TrojFM: Resource-efficient Backdoor Attacks against Very Large Foundation Models

Yuzhou. Nie,Yanting. Wang,Jinyuan. Jia,Michael J. De Lucia,Nathaniel D. Bastian,Wenbo. Guo,Dawn. Song
DOI: https://doi.org/10.48550/arXiv.2405.16783
2024-05-27
Abstract:One key challenge in backdoor attacks against large foundation models is the resource limits. Backdoor attacks usually require retraining the target model, which is impractical for very large foundation models. Existing backdoor attacks are mainly designed for supervised classifiers or small foundation models (e.g., BERT). None of these attacks has successfully compromised a very large foundation model, such as Llama-3-70B, especially with limited computational resources. In this paper, we propose TrojFM, a novel backdoor attack tailored for very large foundation models. Our primary technical contribution is the development of a novel backdoor injection method. This method forces a backdoored model to generate similar hidden representations for poisoned inputs regardless of their actual semantics. Our approach injects such backdoors by fine-tuning only a very small proportion of model parameters. This enables TrojFM to efficiently launch downstream task-agnostic backdoor attacks against very large foundation models under limited computational resources. Moreover, we optimize the fine-tuning process with our customized QLoRA technique, enabling launching our attack via only~\textit{one A100 GPU}. Furthermore, we design a new trigger injection method to ensure our attack stealthiness. Through extensive experiments, we first demonstrate that TrojFM can launch effective backdoor attacks against widely used large GPT-style models without jeopardizing their normal functionalities (and outperforming existing attacks on BERT-style models). Furthermore, we show that TrojFM is resilient to SOTA defenses and is insensitive to changes in key hyper-parameters. Finally, we conduct a resource analysis to quantify that our method can significantly save computational and memory costs compared to existing backdoor attacks.

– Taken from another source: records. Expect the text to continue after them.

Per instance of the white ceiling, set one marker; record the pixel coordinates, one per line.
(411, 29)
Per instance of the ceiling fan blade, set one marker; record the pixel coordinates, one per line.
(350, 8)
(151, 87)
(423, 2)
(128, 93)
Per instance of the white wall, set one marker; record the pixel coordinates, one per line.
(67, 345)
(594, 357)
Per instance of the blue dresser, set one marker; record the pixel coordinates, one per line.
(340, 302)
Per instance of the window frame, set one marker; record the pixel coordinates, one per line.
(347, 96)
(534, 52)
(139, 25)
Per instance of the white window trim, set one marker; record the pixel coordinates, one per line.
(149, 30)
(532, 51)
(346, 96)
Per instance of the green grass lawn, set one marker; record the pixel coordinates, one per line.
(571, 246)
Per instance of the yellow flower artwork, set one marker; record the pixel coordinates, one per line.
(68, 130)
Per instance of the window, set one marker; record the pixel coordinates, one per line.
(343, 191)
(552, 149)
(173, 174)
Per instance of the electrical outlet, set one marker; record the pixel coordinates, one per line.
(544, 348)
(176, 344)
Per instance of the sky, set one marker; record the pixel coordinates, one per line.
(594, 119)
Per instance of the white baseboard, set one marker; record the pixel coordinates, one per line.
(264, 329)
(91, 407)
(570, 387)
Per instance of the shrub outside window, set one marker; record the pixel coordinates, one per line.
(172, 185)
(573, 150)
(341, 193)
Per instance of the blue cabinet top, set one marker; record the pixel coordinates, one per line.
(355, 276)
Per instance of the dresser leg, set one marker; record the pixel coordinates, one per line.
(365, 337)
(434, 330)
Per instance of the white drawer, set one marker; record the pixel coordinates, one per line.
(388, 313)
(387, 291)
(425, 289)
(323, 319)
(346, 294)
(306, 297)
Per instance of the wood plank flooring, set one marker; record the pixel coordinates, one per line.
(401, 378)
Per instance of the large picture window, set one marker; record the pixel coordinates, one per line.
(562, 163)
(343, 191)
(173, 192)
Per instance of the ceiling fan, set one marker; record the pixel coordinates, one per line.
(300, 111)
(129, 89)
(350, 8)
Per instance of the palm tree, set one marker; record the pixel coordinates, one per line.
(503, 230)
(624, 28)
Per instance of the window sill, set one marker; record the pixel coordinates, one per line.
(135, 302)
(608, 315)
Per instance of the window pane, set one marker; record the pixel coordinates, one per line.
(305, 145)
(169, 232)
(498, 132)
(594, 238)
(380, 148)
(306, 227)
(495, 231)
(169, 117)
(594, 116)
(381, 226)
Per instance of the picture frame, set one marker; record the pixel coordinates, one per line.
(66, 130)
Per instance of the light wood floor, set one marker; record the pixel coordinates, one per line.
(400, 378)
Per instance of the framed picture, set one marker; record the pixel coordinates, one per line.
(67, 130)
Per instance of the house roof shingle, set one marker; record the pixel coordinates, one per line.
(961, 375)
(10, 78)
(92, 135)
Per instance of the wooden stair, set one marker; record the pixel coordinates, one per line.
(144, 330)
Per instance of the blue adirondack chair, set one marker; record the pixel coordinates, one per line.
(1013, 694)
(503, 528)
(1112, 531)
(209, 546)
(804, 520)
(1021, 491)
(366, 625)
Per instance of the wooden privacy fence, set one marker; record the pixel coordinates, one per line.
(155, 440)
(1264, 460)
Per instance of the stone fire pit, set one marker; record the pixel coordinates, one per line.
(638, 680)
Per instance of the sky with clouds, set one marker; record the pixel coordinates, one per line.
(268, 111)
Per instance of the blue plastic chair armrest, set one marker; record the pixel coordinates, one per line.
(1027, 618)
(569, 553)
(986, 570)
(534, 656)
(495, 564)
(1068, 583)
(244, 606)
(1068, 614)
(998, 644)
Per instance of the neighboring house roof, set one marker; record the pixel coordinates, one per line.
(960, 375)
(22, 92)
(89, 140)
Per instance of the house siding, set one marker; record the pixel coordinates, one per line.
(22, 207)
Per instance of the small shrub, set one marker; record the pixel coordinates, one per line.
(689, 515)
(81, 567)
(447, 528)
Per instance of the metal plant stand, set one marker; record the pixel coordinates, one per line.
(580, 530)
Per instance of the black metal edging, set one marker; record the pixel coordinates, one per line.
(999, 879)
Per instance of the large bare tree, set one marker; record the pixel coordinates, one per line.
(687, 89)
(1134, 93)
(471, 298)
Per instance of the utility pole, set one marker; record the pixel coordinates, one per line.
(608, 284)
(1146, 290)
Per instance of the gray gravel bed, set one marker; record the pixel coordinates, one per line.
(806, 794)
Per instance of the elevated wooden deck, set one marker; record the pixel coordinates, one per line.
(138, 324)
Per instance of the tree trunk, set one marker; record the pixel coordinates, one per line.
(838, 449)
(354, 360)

Cryptography and Security,Artificial Intelligence,Machine Learning
What problem does this paper attempt to address?
The problem that this paper attempts to solve is the technical challenge of conducting backdoor attacks on very large foundation models (such as Llama - 3 - 70B) under extremely limited resources. Specifically, existing backdoor attack methods usually require retraining the target model, which is impractical in terms of computational resources for very large foundation models. In addition, existing backdoor attacks are mainly aimed at supervised classifiers or smaller foundation models (such as BERT), and have not successfully attacked very large foundation models, especially under limited computational resources. To address these challenges, the paper proposes **TrojFM**, a novel and efficient backdoor attack method designed for very large foundation models. The main technical contribution of **TrojFM** lies in the development of a new backdoor injection method. This method is achieved by fine - tuning a small part of the model's parameters, enabling the backdoor - injected model to generate similar hidden representations regardless of the actual semantics of the input. This method not only enables **TrojFM** to efficiently launch downstream - task - independent backdoor attacks on very large foundation models under limited computational resources, but also optimizes the fine - tuning process through the custom - made **QLoRA** technology, allowing it to complete the attack using only one A100 GPU. Furthermore, the paper also designs a new trigger injection method to ensure the stealth of the attack, and verifies the effectiveness of **TrojFM** through extensive experiments, demonstrating its ability to effectively conduct backdoor attacks on widely - used large GPT - style models without affecting the normal functions of the models. Meanwhile, **TrojFM** is resistant to existing state - of - the - art defense measures and is not sensitive to changes in key hyperparameters. Finally, the paper also conducts a resource analysis, quantifying the significant savings in computational and memory costs of this method compared to existing backdoor attack methods. In conclusion, this paper solves the key problem of implementing efficient, task - independent backdoor attacks on very large foundation models under extreme resource limitations.